The parameter $b=b_0$ governs the transition between stability and oscillation within the system dynamics. This is exemplified by a phytoplankton (prey)–cladoceran (predator) system. Elevated nutrient inputs, notably nitrogen and phosphorus, increase the phytoplankton carrying capacity K, which in turn reduces the half-saturation constant $b={\displaystyle \frac{h}{K}}$, where h denotes the Holling Type II half-saturation constant. Such a reduction precipitates population oscillations ($b<b_0$) as a manifestation of the paradox of enrichment. Management strategies thus aim to stabilize coexistence by maintaining $b>b_0$, where the critical value is defined as $b_0={\displaystyle \frac{(1-a)(d-s)(1+d-s)}{d+s(1+d-s)}}$. For cladocerans, the conversion rate is $d=1.2$, the comprehensive mortality rate is $s=0.6$, and the phytoplankton harvesting-induced mortality rate is $a=0.3$, the latter resulting from filter-feeding fish activity. Under these conditions, the critical half-saturation constant is approximately $b_0\approx 0.31$. Ecological floating beds covering 20% of the lake surface area should be installed at the inflow points to facilitate the absorption of nitrogen and phosphorus, thereby decreasing the phytoplankton carrying capacity K. This intervention is expected to increase the parameter b from 0.25, indicative of a eutrophic state, to a range of $0.35–0.4$, surpassing the threshold value $b_0=0.31$. Additionally, the introduction of filter-feeding silver carp at a stocking density of 50 individuals per hectare is recommended to regulate phytoplankton density and prevent the parameter b from declining.

In future research, the model will focus on two key extensions and will be expanded to incorporate time-varying harvesting, including seasonal harvesting, represented by $a\left(t\right)$ for prey harvesting effort and $s\left(t\right)$ for predator harvesting-induced mortality.
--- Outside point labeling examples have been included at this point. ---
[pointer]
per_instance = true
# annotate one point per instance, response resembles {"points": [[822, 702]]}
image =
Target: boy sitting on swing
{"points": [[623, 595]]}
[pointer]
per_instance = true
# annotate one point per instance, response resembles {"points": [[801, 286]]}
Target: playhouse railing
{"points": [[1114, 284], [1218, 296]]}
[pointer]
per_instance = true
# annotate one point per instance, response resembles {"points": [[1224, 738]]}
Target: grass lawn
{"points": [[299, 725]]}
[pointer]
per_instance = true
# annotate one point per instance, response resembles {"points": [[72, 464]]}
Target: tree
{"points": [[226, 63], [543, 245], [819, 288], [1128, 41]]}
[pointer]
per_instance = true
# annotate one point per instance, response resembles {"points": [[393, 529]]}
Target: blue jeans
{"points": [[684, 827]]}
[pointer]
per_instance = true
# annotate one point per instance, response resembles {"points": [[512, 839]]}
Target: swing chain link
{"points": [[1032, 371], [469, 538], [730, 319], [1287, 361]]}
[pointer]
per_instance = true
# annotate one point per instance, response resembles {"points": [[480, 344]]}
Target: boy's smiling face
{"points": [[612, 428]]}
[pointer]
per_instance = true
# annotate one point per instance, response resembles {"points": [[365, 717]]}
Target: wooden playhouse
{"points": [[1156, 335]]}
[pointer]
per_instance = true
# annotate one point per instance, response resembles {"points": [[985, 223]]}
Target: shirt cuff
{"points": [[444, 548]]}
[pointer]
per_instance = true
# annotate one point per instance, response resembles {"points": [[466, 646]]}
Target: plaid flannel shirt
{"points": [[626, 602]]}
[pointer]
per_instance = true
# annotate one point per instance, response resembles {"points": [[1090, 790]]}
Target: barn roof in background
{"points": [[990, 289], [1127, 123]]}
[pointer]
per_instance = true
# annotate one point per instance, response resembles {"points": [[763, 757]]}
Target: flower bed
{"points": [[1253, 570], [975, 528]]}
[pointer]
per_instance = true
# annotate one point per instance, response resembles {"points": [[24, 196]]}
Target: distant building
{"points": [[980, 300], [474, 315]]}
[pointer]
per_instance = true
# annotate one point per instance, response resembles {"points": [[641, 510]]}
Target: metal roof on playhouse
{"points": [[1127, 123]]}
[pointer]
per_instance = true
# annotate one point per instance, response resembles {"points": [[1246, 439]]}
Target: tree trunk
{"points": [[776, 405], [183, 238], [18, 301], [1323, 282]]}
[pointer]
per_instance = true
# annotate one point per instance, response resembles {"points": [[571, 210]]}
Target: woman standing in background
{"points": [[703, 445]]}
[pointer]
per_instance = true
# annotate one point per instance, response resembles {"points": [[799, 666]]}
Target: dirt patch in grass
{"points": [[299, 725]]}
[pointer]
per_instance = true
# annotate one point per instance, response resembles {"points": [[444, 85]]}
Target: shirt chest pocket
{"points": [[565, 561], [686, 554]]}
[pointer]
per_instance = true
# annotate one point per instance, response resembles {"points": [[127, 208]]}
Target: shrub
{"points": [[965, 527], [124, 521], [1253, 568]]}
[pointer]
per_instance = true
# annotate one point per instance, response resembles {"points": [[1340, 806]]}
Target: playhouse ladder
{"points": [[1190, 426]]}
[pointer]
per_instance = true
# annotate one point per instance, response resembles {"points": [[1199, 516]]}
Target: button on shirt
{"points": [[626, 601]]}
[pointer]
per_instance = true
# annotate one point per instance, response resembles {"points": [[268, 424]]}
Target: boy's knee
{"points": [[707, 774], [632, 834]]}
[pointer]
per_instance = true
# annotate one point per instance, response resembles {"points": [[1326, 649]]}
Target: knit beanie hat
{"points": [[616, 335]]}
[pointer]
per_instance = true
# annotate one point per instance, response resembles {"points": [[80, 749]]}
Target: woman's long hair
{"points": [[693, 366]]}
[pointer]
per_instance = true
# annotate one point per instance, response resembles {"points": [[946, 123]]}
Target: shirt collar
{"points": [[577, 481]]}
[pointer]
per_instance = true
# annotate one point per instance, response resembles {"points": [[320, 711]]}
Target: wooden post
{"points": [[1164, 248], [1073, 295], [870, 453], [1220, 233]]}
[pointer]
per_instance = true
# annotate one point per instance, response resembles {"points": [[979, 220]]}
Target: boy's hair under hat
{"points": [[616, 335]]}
This extension is anticipated to yield more complex dynamical behaviors, such as quasi-periodicity, compared to models with constant-effort harvesting. Additionally, diffusion processes will be integrated into the discrete system to examine spatial pattern formation associated with spatial Turing instability and temporal Neimark–Sacker bifurcation, potentially resulting in spatiotemporal chaos characterized by chaotic dynamics across both spatial and temporal dimensions.